1945

Uranium Enrichment

Imagine the following situation faced by engineers working on the Manhattan Project in 1942. The uranium that comes out of the ground is almost entirely U-238. But mixed in with the U-238 atoms is the occasional U-235 atom (less than 1 percent). The U-235 atoms are what engineers need to build a nuclear bomb. How is it possible to separate the U-235 atoms from the U-238 atoms?

There are lots of processes that engineers use in factories to separate one thing from another. Oil refineries use different boiling and condensation temperatures. Quarries use sieves to separate different sizes of gravel. If salt and sand mix together, water can chemically dissolve the salt to separate it. But separating U-235 from U-238 is difficult because the atoms are nearly identical.

People came up with many different ideas for performing the separation: thermal, magnetic, centrifuge, etc. The method they settled on as the best means of separation at the time is called gaseous diffusion and it involves two steps: Turn solid uranium into a gas called uranium hexafluoride, and let the gas diffuse though hundreds of micro-porous membranes, which have a slight preference for letting U-235 atoms through instead of U-238 atoms.

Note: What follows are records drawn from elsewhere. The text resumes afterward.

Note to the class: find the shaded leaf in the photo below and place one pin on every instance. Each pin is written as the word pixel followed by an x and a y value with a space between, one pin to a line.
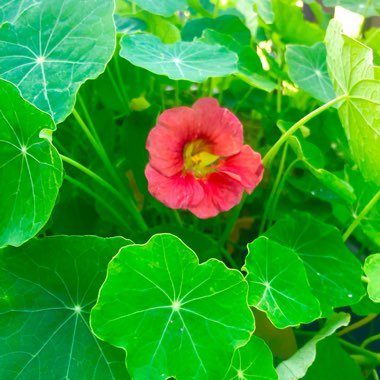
pixel 193 61
pixel 252 361
pixel 295 367
pixel 308 69
pixel 30 168
pixel 333 271
pixel 47 288
pixel 53 47
pixel 173 316
pixel 275 277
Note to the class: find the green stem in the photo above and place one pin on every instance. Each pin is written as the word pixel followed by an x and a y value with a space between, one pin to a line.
pixel 105 204
pixel 373 356
pixel 231 221
pixel 369 340
pixel 360 217
pixel 269 205
pixel 276 147
pixel 109 187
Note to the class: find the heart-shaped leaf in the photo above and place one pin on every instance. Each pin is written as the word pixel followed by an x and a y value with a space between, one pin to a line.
pixel 52 47
pixel 333 271
pixel 353 74
pixel 308 69
pixel 252 361
pixel 372 270
pixel 193 61
pixel 30 168
pixel 275 276
pixel 47 288
pixel 296 366
pixel 173 316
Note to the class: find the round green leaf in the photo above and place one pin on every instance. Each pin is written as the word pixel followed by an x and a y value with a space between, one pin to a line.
pixel 193 61
pixel 372 270
pixel 350 65
pixel 308 69
pixel 278 284
pixel 47 288
pixel 173 316
pixel 252 361
pixel 296 366
pixel 333 271
pixel 51 48
pixel 30 168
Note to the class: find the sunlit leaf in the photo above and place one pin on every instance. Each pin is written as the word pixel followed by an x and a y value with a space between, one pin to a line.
pixel 275 276
pixel 333 271
pixel 333 362
pixel 164 8
pixel 30 168
pixel 194 61
pixel 352 72
pixel 372 270
pixel 53 47
pixel 308 69
pixel 173 316
pixel 296 366
pixel 252 361
pixel 47 289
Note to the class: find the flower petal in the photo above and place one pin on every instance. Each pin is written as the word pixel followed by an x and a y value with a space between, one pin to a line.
pixel 245 167
pixel 175 192
pixel 175 127
pixel 221 193
pixel 220 126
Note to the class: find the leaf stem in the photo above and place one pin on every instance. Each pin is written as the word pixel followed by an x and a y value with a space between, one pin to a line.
pixel 275 189
pixel 362 322
pixel 360 217
pixel 105 204
pixel 109 187
pixel 276 147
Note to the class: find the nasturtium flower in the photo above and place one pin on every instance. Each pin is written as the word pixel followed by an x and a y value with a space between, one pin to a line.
pixel 197 160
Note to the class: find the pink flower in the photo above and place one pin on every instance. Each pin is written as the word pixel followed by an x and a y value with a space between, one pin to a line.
pixel 197 160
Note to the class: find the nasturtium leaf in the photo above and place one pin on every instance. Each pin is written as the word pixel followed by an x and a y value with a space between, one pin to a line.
pixel 47 289
pixel 53 47
pixel 308 69
pixel 353 74
pixel 30 168
pixel 291 26
pixel 372 270
pixel 193 61
pixel 332 362
pixel 226 24
pixel 333 271
pixel 296 366
pixel 364 7
pixel 164 8
pixel 173 316
pixel 252 361
pixel 275 276
pixel 249 64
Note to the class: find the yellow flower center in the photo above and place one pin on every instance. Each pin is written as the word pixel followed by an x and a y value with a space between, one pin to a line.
pixel 198 159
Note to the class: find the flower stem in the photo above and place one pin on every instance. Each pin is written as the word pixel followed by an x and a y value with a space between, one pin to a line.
pixel 360 217
pixel 105 204
pixel 130 207
pixel 276 147
pixel 369 340
pixel 362 322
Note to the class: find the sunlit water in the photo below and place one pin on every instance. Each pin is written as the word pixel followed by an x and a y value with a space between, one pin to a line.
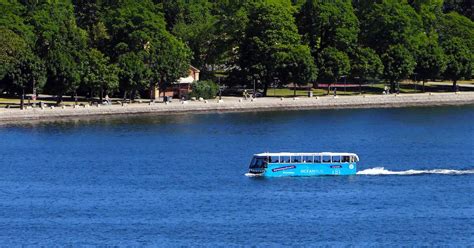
pixel 180 180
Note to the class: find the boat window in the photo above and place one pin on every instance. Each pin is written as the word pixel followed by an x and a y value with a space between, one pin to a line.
pixel 346 159
pixel 317 159
pixel 285 159
pixel 295 159
pixel 354 159
pixel 326 159
pixel 257 162
pixel 274 159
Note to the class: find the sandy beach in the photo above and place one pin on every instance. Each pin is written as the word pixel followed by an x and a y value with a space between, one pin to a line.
pixel 238 104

While this sounds simple, engineering a structure to perform the operation reliably turned out to be a gigantic engineering challenge. The K-25 building—the first full-scale gaseous diffusion plant, at Oak Ridge, Tennessee—came online in 1945, cost $500 million at the time ($8 billion today) and used a noticeable percentage of the nation’s electricity. The building was enormous—one of the largest in the world, with something like fifty enclosed acres holding thousands of diffusion chambers along with their pumps, seals, valves, temperature controls, etc. One of the biggest problems was the highly corrosive nature of uranium hexafluoride. Newly developed materials like Teflon helped block its action.

With an unprecedented level of secrecy and a speed that boggles the mind, engineers built K-25 (and other plants) and brought them online to purify the uranium for the first atomic bombs. After World II, the gaseous diffusion process kept purifying uranium until it was replaced by more efficient centrifuges.

SEE ALSO Wamsutta Oil Refinery (1861), Trinity Nuclear Bomb (1945), Light Water Reactor (1946), CANDU Reactor (1971).

Gas centrifuges used to produce enriched uranium. This photograph is of the US gas centrifuge plant in Piketon, Ohio, from 1984.